AO1 (Knowledge and Understanding)
Interference Theory
- This is when two pieces of information conflict with each other, resulting in forgetting of one or both, or in some distortion of memory.
- Interference has been proposed mainly as an explanation for forgetting in the LTM.
- Once info has reached the LTM it is more or less permanent. Therefore any forgetting of LTMs is more because we can’t get access to them even though they are available.
- Interference between memories makes it harder for us to locate them, and this is experienced as forgetting.
Types of Interference
It is likely that the two memories that are interfering with each other were stored at different times. So psychologists have proposed two types of interference:
- Proactive Interference (PI): occurs when an older memory interferes with a newer one e.g. your teacher has learned so many names in the past that she has difficulty remembering the names of her current class
- Retroactive Interference (RI): happens when a newer memory interferes with an older one (retro meaning work backwards NOT old) e.g. your teacher has learned so many new names this year that she has difficulty remembering all of the names of students last year
Effects of Similarity
In both cases, the interference is worse when both memories are similar (McGeoch & McDonald, 1931)
Procedure:
McGeoch and McDonald studied retroactive interference by changing the amount of similarity between two sets of materials. PPs had to learn a list of 10 words until they could remember them with 100% accuracy. They then learned a new list. There were six groups of PPs who had to learn different types of lists:
Group 1: synonyms – words with the same meaning as the originals
Group 2: antonyms – words with the opposite meanings as the originals
Group 3: words unrelated to the original ones
Group 4:nonsense syllables
Group 5: three-digit numbers
Group 6: no new list – these PPs just rested.
Findings:
When the PPs then recalled the original list of words, their performance depended on the nature of the second list. The most similar material (synonyms) produced the worst recall. This shows that interference is strongest when the memories are similar. The results are shown in the graph on the right.
AO3 (Evaluation)
Supportive Evidence
P: One strength of the theory of interference as an explanation for forgetting is that there is consistent evidence from lab studies.
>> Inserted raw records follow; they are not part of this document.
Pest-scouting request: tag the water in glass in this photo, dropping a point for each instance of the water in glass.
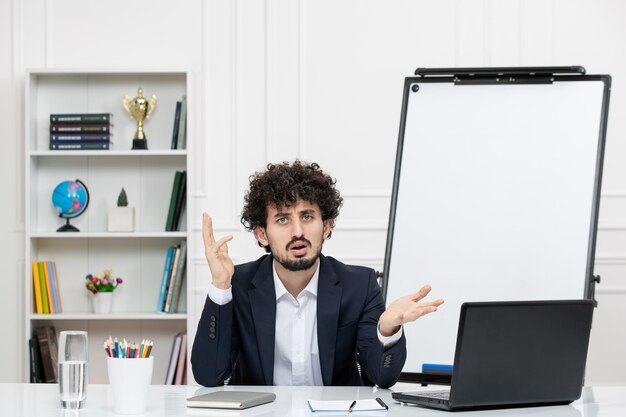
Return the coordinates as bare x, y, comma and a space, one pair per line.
73, 358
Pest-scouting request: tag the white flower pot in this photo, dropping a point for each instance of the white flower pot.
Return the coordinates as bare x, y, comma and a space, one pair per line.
121, 219
102, 302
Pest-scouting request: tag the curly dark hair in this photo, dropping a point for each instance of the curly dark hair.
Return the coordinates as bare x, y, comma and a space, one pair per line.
282, 185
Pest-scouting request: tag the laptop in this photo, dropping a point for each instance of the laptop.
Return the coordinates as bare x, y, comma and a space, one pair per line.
515, 354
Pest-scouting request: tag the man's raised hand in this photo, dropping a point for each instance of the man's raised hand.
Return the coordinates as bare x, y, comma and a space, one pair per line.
220, 264
406, 309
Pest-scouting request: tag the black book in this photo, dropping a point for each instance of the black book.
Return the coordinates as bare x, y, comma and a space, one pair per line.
35, 361
180, 201
47, 339
176, 125
81, 118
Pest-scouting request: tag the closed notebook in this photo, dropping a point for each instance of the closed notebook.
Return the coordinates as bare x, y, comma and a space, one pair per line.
236, 400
E: For example, there are literally thousands of lab experiments carried out regarding interference including McGeoch and McDonald. The findings are consistent in that interference is the most likely explanation for why we forget information from the LTM.
E: This is a strength because if all of this research is consistent, and all of it done in a lab, then we know that because lab experiments control the effects of irrelevant influences and thus give us confidence that interference is a valid explanation for at least some forgetting.
L: As a result, the explanatory power of interference is increased when explaining why we forget. / Low Ecological Validity
P: One weakness of the theory of interference is that research into it has low ecological validity.
E: For example, because the majority of the research is carried out in a lab, the materials used tend to be lists of words, with a task attached to learn them. This differs from things we try to learn everyday e.g. people’s faces, their birthdays, details of psychological research etc.
E: This is an issue because these materials are artificial compared to everyday life, meaning that it is difficult to generalise these findings to real-life. This manipulation of variables makes interference much more likely to occur in a lab.
L: As a result, the ecological validity of these pieces of research is questioned, which in turn casts doubt over the explanatory power of interference as an explanation for forgetting in everyday life. / Some Real-Life Application
P: One strength of interference a s theory for forgetting is that there is supportive real-life evidence of the phenomena.
E: For example Baddeley and Hitch (1977) asked rugby players to try and remember the names of the teams they had played so far in that season, week by week. Because most of the males had missed matches, for some the ‘last team’ they played may have been two or three weeks ago.
E: This is a strength because the results show that accurate recall did not depend on how long ago the matches took place. Much more important was the number of games they played in the meantime. So a player’s recall of a team from three weeks ago was better if they had played no matches since then. This study shows that interference explanation can apply to at least some everyday situations.
L: As a result, this real-life evidence increases the explanatory power of interference as an explanation for forgetting.